Looking back at the lost decade for commodities....
Remember, these are technical comments only. Just as you must be aware of fundamental data for the stocks we recommend based on technical criteria in the report, so too must you be aware of important data regarding delivery, market moving government releases, and other factors that may influence commodity pricing. We try to limit our technical comments to the most actively traded contracts in advance of delivery, but some contracts trade actively right up to delivery while others taper off well in advance. Be sure you check your dates before trading these contracts. For questions regarding this section or additional coverage of commodities email james.west@dorseywright.com.

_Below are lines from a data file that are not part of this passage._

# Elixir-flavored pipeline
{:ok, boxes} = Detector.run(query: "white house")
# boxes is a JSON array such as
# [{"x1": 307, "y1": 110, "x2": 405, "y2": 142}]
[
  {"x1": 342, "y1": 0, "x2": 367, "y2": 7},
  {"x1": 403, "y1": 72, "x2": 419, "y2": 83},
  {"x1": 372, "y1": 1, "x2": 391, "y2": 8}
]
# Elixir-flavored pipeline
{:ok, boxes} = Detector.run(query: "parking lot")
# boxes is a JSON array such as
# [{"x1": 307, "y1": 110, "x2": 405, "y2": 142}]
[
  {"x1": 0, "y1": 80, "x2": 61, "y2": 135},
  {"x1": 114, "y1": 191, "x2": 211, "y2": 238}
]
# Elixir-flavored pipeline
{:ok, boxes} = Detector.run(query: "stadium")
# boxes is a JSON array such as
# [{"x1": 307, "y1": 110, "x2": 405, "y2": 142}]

Data represented in the table below is through 12/10/2019:
Broad Market Commodities Report
Portfolio View - Commodity Indices
Symbol | Name | Price | PnF Trend | RS Signal | RS Col. | 200 Day MA | Weekly Mom |
---|---|---|---|---|---|---|---|
CL/ | Crude Oil Continuous | 59.31 | Negative | Buy | O | 57.56 | +7W |
DBLCIX | Deutsche Bank Liquid Commodities Index | 323.73 | Negative | Sell | O | 321.82 | -3W |
DWACOMMOD | DWA Continuous Commodity Index | 489.58 | Positive | Sell | X | 466.45 | -3W |
GC/ | Gold Continuous | 1469.00 | Positive | Buy | X | 1408.68 | -14W |
HG/ | Copper Continuous | 2.76 | Negative | Buy | O | 2.71 | +2W |
ZG/ | Corn (Electronic Day Session) Continuous | 363.25 | Negative | Buy | O | 384.62 | -5W |
The decade known as the 2010s is almost behind us as we are about to close the books on 2019 within the next few weeks. In looking back at the "twenty-tens," it's fair to say that it was a ten-year period dominated by strength in equities and general weakness in alternatives. In other words, it was a lost decade for most alternatives, particularly commodities. Over the past ten years (at least through 12/10/19), commodities, as represented by the Continuous Commodity Index UV/Y, have fallen -16.21%. Meanwhile, Crude Oil Continuous CL/ has fallen -25.88%! To put this in perspective, the S&P 500 SPX has gained 181.23%. During this time, the US Dollar DX/Y gained 25.28%, contributing to the tough environment for commodities in general. However, it wasn't always like this for commodities. The 2010s were a 180-degree turn for the commodities asset class compared to its run in the 2000s, during which time commodities were the number one ranked asset in the DALI asset class ranking 33% of the time. So far in the 2010s, commodities has only been in first place 3% of the time while domestic equities has led 89% of the time (through 9/30/19). In addition, one can see in the graphic below, the weakness in commodities has been present throughout much of the decade as the commodities fund group has been scoring below 3 for most of the time since 2011. This isn't to say that the next decade, or the 2020s, will see a resurgence in commodities, but rather, if we do see commodities start to lead, it would be prudent to adapt and go with the trends, as they can be quite persistent.